Effluent water from the final sedimentation tank of KOIZ WWTP was brought into the laboratory and kept in +4 °C until the experimentation was over. HP4750 Stirred Cell (Sterlitech, WA, USA) was used in all filtration experiments. The cylindrical cell had 300 mL capacity, and was 47 mm in diameter with a 14.7 cm2 effective membrane area. Separation was provided with N2 gas at 3 bar pressure for ultrafiltration (UF) campaign, while they were 3-6-9-12 bars for NF and RO membranes. Recovery rates were chosen as 90, 70, and 50% for UF, NF, and RO experiments, respectively. Flux was measured as L·m−2·h−1 (LMH) with a balance connected to a computer. Filtration process was terminated when the flux fell below 2 LMH.
The UF membranes were selected with different molecular weight cutoff (MWCO) values. The specifications of the UF and NF/RO membranes are given in Table 2 and Table 3, respectively. Data were obtained from the literature of membrane manufacturers and additional information was adapted from the literature [22].

2.3. Experimental Methods

Analytical experiments were conducted for chemical oxygen demand (COD), pH, turbidity, and electrical conductivity (EC) in both the influent and effluent of filtration experiments. Hach (HQ40D) multimeter was used for pH, EC, and temperature. COD was measured according to standard methods 5220-C [23]. Turbidity was measured with a turbidimeter (Hach 2100Q, Düsseldorf, Germany). The metal analysis of the KOIZ was also carried out with metal measuring kits (Hach).

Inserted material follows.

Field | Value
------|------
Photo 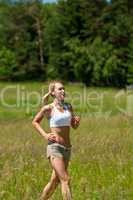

2.4. Membrane Characterization

Scanning electron microscope (SEM) were conducted using FEI Quanta FEG 200 (Thermofisher Scientific, Eindhoven, The Netherlands) in Environmental Scanning Electron Microscope (ESEM) mode. Energy dispersive X-ray (EDX) analysis of the membranes were conducted using AMATEK EDAX Apollo X (Amatek GmbH, Wiesbaden, Germany). Confocal Laser Scanning Microscope (CLSM) observations were done using Nikon C2 Confocal microscope (Nikon, Tokyo, Japan). Membranes were stained with LIVE/DEAD BacLight™ Bacterial Viability Kit (Thermofisher Scientific, Eindhoven, The Netherlands). After staining procedure, 1 × 1 cm membranes were kept for 30 min. NIS-Elements AR 4.10.01 program was used with 10× lens. Yellow spots represent living bacteria, while red spots represent dead bacteria.

3. Results and Discussion

3.1. UF Filtration of KOIZ Effluent

Flux–time profiles of the UF membranes treating KOIZ WWTP effluent are shown in Figure 1. Clearly the fluxes are directly proportional to the pore sizes of the membranes. In the first minute of UF 250 kDa membrane filtration, the flux was 297 LMH (data not shown on the graph). This filtration lasted one and a half hour while it took more than four hours for UF 4 kDa membrane. This was not only due to the pore sizes but also due to the membrane materials since PVDF membranes showed lower cake resistances than PES membranes [24]. Surface hydrophobicity may be another reason for flux decline in PES UF membranes, with MWCOs of 4 kDa and 10 kDa regardless of the pore sizes [25,26]. A severe flux decline of UF 250 was due to the very large pore size of this membrane compared to UF 4. Pore blocking of UF 250 may be enhanced while cake blocking could be the reason for UF 4 as it is discussed in the next section.
Water qualities of the UF effluents are similar to each other as given in Table 4. Most of the ions were not rejected in UF filtrations. Therefore, EC of the water was not changed significantly after filtration as it was expected.
Some UF filters differed from the other ones since further NF/RO filtrations yielded better results with that UF filter than the others. RO membrane filtrations showed that each RO membrane performed better with one UF filter as shown in Figure 2. The UF 4 membrane showed better performance in terms of fluxes when it was further filtrated with NF270. Similarly, UF 250 membrane indicated significantly better pre-filtration performance than the other UF membranes when it was further filtrated with an XLE membrane. The BW30 and AD90 RO membranes showed little flux values, up to 6 LMH at AD90, and up to 2 LMH with BW30 membranes at 12 bars pressure. UF10 membrane showed better performance with BW30 membrane as it had higher flux values than the other UF membranes in all pressures. In Figure 2, however, UF performances were not significant indicators for some membranes since NF90, BW30, and GE membranes reached fluxes not above 5 LMH.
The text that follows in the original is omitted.